From 16ba138650ff780b8393f48498c7339f52b872b8 Mon Sep 17 00:00:00 2001
From: moeiniamir <amirmoini78@gmail.com>
Date: Tue, 25 Jun 2024 10:06:37 +0200
Subject: [PATCH] utils/gptq refactor

---
 llmfoundry/utils/gptq.py | 153 +++++++++++++++++++++++++--------------
 1 file changed, 97 insertions(+), 56 deletions(-)

diff --git a/llmfoundry/utils/gptq.py b/llmfoundry/utils/gptq.py
index a43f4e4c9f..6fbae6ae69 100644
--- a/llmfoundry/utils/gptq.py
+++ b/llmfoundry/utils/gptq.py
@@ -4,23 +4,43 @@
 from pathlib import Path
 from auto_gptq import AutoGPTQForCausalLM, BaseQuantizeConfig
 from composer.utils import reproducibility
-import torch
 import os
-os.environ["CUDA_VISIBLE_DEVICES"] = "5"
-
+from auto_gptq import AutoGPTQForCausalLM
+import transformers
+
+
+def vmware_open_instruct_prepreprocess(example):
+    return {"messages": [
+        {
+            'role': 'user', 
+            'content': example['instruction']
+        },
+        {
+            "role": "assistant",
+            'content': example['response']
+        }
+    ]}
+
+PREPREPROCESS_MAP = {
+    "VMware/open-instruct": vmware_open_instruct_prepreprocess
+}
 
 def get_calibration_data(cfg: omegaconf.DictConfig):
     MAX_SEQ_LEN = cfg.get("max_seq_len", 8192)
     NUM_EXAMPLES = cfg.get("num_examples", 512)
     MODEL_ID = cfg.get("model_id")
     DATASET = cfg.get("dataset", "HuggingFaceH4/ultrachat_200k")
+    SPLIT = cfg.get("split", "train_sft")
+    
+    prepreprocess = PREPREPROCESS_MAP.get(DATASET, lambda *_, **__: None)
 
     def preprocess(example):
         return {"text": tokenizer.apply_chat_template(example["messages"], tokenize=False)}
 
-    dataset = load_dataset(DATASET, split="train_sft")
+    dataset = load_dataset(DATASET, split=SPLIT)
     tokenizer = AutoTokenizer.from_pretrained(MODEL_ID)
     ds = dataset.shuffle().select(range(NUM_EXAMPLES))
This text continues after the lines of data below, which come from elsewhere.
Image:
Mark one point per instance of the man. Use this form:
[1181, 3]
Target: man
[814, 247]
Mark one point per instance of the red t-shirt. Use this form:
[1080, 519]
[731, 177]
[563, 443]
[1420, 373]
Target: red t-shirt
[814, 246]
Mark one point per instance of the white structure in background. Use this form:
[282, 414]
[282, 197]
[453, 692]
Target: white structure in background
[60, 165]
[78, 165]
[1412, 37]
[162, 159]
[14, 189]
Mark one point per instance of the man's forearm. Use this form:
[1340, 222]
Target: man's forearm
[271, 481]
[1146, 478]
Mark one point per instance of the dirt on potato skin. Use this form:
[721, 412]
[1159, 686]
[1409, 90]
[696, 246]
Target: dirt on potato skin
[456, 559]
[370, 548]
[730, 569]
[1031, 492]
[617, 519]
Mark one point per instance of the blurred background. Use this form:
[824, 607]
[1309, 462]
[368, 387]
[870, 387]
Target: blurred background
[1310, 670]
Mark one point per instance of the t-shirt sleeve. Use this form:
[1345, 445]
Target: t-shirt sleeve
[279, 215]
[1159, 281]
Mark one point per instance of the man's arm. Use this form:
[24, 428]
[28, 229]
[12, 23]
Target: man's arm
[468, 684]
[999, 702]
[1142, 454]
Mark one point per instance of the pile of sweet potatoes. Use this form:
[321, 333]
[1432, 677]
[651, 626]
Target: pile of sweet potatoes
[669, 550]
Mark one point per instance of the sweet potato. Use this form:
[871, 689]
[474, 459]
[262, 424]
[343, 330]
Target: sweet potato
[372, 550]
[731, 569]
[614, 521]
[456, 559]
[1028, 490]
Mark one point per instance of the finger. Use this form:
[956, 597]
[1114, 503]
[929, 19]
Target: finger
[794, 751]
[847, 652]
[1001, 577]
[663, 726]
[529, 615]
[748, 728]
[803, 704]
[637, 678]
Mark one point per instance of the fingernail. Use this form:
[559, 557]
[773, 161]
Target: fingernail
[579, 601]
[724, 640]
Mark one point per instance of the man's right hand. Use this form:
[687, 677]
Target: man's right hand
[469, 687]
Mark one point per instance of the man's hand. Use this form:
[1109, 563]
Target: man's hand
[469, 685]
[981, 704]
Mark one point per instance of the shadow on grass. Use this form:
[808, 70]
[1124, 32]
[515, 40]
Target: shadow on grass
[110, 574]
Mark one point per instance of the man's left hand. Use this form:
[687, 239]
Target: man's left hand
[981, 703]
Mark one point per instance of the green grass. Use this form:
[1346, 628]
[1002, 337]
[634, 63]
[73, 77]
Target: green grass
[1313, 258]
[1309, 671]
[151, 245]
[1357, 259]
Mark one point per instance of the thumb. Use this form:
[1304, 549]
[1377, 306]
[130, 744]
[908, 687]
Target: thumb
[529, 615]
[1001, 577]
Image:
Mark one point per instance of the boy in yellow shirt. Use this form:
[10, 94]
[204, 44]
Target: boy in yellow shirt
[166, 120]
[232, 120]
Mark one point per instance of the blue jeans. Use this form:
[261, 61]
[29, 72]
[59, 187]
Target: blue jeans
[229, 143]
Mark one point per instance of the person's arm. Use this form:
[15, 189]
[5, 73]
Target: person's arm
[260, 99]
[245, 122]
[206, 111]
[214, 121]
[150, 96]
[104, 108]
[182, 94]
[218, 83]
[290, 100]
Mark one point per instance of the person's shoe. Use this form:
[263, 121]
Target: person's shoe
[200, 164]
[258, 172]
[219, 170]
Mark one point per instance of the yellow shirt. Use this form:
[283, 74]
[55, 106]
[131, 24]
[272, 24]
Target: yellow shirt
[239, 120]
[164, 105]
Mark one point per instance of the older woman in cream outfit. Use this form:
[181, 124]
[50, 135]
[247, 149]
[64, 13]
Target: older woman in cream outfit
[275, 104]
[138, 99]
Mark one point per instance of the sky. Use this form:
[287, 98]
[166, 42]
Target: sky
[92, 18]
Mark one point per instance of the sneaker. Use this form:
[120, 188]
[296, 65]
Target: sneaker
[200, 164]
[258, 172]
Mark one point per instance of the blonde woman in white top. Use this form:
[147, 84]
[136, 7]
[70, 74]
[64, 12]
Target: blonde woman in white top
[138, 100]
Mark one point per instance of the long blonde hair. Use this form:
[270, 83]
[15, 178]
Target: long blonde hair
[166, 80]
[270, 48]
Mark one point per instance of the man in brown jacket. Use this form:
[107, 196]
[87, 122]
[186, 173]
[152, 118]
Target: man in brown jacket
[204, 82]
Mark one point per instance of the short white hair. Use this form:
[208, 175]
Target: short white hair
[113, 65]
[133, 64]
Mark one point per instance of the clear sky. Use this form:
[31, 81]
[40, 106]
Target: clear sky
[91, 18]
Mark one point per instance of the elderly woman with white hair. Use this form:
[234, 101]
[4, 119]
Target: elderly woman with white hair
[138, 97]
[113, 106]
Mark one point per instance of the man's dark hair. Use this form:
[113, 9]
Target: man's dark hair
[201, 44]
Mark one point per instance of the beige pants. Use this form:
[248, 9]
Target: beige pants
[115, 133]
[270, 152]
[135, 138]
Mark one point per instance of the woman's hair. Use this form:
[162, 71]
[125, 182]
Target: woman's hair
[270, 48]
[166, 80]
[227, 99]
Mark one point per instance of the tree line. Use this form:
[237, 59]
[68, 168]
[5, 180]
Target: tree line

+    ds = ds.map(prepreprocess)
     ds = ds.map(preprocess)
 
     examples = [
@@ -56,13 +76,15 @@ def chunk_examples(examples):
     return examples
 
 # %%
-def quantize_and_save(cfg: omegaconf.DictConfig, examples, path, **kwargs):
+def quantize(cfg: omegaconf.DictConfig, examples, **kwargs):
     quantize_config = BaseQuantizeConfig(
         bits=cfg.wbits,
         group_size=cfg.gs,
         desc_act=cfg.actorder,
         clip=cfg.get('clip', False),
         mse=cfg.get('mse', False),
+        sym=cfg.get('sym', True),
+        static_groups=cfg.get('static_groups', False),
     )
 
     model = AutoGPTQForCausalLM.from_pretrained(
@@ -71,86 +93,105 @@ def quantize_and_save(cfg: omegaconf.DictConfig, examples, path, **kwargs):
         **kwargs)
     model.quantize(examples)
 
-    if cfg.get('no_save', False):
-        return model
-    print(f"Saving gptq model to {path}")
-    model.save_quantized(path)
-
-    import gc
-    del model
-    gc.collect()
-    return None
+    return model
 
 
-def get_llama_marlin_factory(cfg, original_from_pretrained=None):
-    def get_llama_marlin(*args, **kwargs):
-        if original_from_pretrained:
-            import transformers
-            transformers.AutoModelForCausalLM.from_pretrained = original_from_pretrained
-        from auto_gptq import AutoGPTQForCausalLM
-
-        gptq_save_dir = cfg.get('gptq_save_dir')
-        if gptq_save_dir:
-            gptq_save_dir = Path(gptq_save_dir)
+def should_quantize(cfg: omegaconf.DictConfig):
+    if cfg.get('no_save', False):
+        print('no_save flag is set, not loading or saving the newly quantized model')
+        return True, None
+    
+    gptq_save_dir = cfg.get('gptq_save_dir')
+    if gptq_save_dir:
+        if Path(gptq_save_dir).is_dir():
+            print(f"found gptq model at {gptq_save_dir}")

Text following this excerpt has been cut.